For Bessie the cow’s birthday, Farmer John has given her free reign over one of his best fields to eat grass.
The field is covered in n patches of grass, conveniently numbered 1..n, that each have a distinct quality value. If Bessie eats grass of quality q, she gains q units of energy. Each patch is connected to up to 10 neighboring patches via bi-directional paths, and it takes Bessie e units of energy to move between adjacent patches. Bessie can choose to start grazing in any patch she wishes, and she wants to stop grazing once she has accumulated a maximum amount of energy.

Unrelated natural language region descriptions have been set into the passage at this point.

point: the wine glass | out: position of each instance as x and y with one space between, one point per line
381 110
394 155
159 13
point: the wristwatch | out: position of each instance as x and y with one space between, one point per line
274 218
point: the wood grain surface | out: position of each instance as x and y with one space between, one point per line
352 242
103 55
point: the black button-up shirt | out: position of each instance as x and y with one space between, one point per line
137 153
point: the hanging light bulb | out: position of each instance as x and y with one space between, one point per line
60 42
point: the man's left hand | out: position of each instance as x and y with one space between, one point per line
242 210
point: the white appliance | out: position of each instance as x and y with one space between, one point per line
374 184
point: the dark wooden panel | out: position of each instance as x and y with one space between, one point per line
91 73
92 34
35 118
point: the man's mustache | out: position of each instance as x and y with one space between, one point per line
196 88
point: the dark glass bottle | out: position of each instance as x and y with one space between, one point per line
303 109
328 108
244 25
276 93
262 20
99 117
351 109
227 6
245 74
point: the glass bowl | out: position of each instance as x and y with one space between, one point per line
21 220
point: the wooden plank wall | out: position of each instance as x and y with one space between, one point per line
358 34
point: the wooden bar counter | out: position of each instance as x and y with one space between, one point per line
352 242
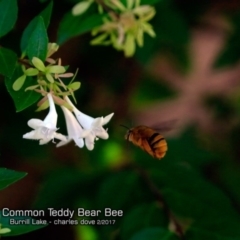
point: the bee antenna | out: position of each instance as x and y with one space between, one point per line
125 126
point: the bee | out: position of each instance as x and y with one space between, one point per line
148 140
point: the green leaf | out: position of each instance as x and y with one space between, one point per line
18 229
17 85
21 98
134 221
72 26
154 234
38 42
8 177
192 197
8 15
8 60
46 15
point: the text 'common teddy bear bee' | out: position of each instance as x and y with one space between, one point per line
148 140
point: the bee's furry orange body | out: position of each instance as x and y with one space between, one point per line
148 140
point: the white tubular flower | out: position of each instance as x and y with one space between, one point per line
93 125
75 131
45 130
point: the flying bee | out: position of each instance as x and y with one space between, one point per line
148 140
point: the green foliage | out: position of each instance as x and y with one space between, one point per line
8 177
8 15
196 185
22 99
38 42
229 55
72 26
21 228
31 28
8 60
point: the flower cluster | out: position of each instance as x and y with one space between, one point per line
48 75
124 26
80 127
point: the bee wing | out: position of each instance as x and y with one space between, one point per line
146 147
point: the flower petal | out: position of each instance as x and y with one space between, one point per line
107 118
35 123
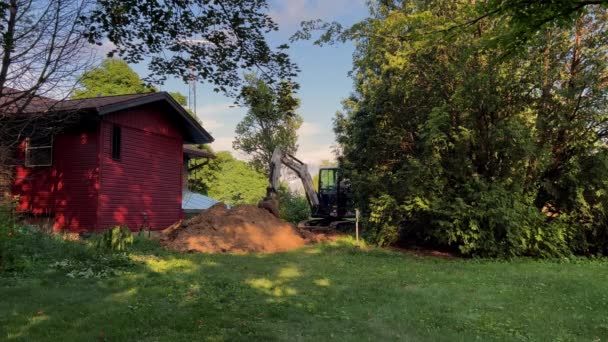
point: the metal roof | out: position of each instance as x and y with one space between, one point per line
104 105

Unfortunately, Bessie is a picky bovine, and once she eats grass of a certain quality, she’ll never eat grass at or below that quality level again! She is still happy to walk through patches without eating their grass; in fact, she might find it beneficial to walk through a patch of high-quality grass without eating it, only to return later for a tasty snack.
Please help determine the maximum amount of energy Bessie can accumulate.
The first line contains n (1 ≤ n ≤ 1000) and e (1 ≤ e ≤ 10^6
). Each of the remaining n lines describe a patch of grass. They contain two integers q and d giving the quality of the patch (in the range 1..10^6
) and its number of neighbors. The remaining d numbers on the line specify the neighbors.
Print the maximum amount of energy Bessie can accumulate.
Bessie starts at patch 4 gaining 5 units of energy from the grass there. She then takes the path to patch 5 losing 2 units of energy during her travel. She refuses to eat the lower quality grass at patch 5 and travels to patch 3 again losing 2 units of energy. Finally she eats the grass at patch 3 gaining 6 units of energy for a total of 7 energy.
Note tha the sample case above is different from test case 1 when you submit.